She realized that her reverie only confused her further about an idea that had lived firmly inside of her since the day she was born. Since the day someone bore her that is, the day that the fates thought she was needed. In some other reality, she was a mere puppet to a queen with her face, who worked her every move to her pleasure. No, not a Fate. The fates were above all, though there was no hierarchy in the realities that she had been welcomed into. In some other reality, perhaps, she was the queen that steered the lives of others. It depended on where she belonged, and where she ventured. Not all the realities she had been to were pleasant. Not all the times she came across something new was she welcomed with open arms, but rather she paid her own way in, with a fragment of her soul in return for a fragment of thought. What that meant, she knew not yet, but the fact was clear.

She broke away from what she thought for a moment. She had to stop or she was going to end up in the loony bin. She knew it. She had to stop. She planted naked feet firmly on the ground, hoping that it would give her a feeling of security. The thought of something beyond the boundaries set by the life she lived and the world where she lived was obviously something she wasn't ready for, and was something that would inevitably cause some kind of imbalance. She thought for a second. The idea of a different world, of wonder and of brilliance like the ones she had traveled in at night in her dreams was welcoming. It was childlike in its beauty, like something out of a Disney movie. She loved to think that perhaps the times she let herself just think freely the way she had, and the times that she had come to truly believe the thoughts that seemed to be coming out of nowhere, that she was actually right. She wanted more than anything to be right about this just being a dream.
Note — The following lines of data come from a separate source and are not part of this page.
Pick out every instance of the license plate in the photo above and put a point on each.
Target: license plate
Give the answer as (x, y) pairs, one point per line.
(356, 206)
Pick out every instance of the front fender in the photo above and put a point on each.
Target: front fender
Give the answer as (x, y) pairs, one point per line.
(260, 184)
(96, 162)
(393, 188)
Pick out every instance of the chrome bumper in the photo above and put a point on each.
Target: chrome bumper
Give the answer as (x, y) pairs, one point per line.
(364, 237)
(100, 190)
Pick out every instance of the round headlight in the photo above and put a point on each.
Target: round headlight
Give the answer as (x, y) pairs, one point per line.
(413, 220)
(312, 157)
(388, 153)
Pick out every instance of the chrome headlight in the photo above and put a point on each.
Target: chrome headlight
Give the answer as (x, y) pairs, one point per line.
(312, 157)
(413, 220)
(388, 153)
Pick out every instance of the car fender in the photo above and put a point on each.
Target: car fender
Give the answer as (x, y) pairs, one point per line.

There had to be a world that was inhabited by princes, by kings, and knights, and by the magic of moonlit rides on white horses and battles of swords over love and hate fought within the mystery of large stone castles somewhere deep in the night. There had been to many to see the stories, to see the events that took place, and too many to come back to talk about them. They said it was fantasy, and those who saw it themselves claimed it was as well, knowing full well that as they put them down, and turned them into something, they embodied them, and proved their existence as a different reality. They knew that what were seen as stories came to life, as soon as they were shown, told, or written. There had to be a world where fairies and creatures endowed with the power of beauty, magic and dreamlike flowery chants climbed in and out of their silky petal homes and graced all those around them with nothing but beautiful laughter, and childlike pranks. There had to be world where one form could become another, and the play of hearts in human souls could become joy to creatures of a night so warm and touched with silver glistening magic. There were too many captured by the tales, and too many wistful of the stories. There were too many who could read lives and fortunes in a few lines of the tales, and could tell the nature of one's soul just by watching one weep and laugh as a creature of one of these nights. It had come to life in the hearts, souls and realities of too many, for it not to be real. There had to be a world where nothing could be broken, and was captured by dark and light, and by harmony. A reality created entirely by atmosphere, by the sound of music, riveting through every wave of air, instigating emotions and feelings never felt before. Where waves of color in every form possibly sweep abstract surfaces, and where everything is felt as the as the light breath of gliding feathers, of wings. Too many pieces written, composed, painted, lived, told, bound and carved in stone, for these worlds not to be real. They were made real as soon as they were created, or taken out from what seemed like imagination but was just a door opening to a new reality. They were brought to life just by her thinking about it all.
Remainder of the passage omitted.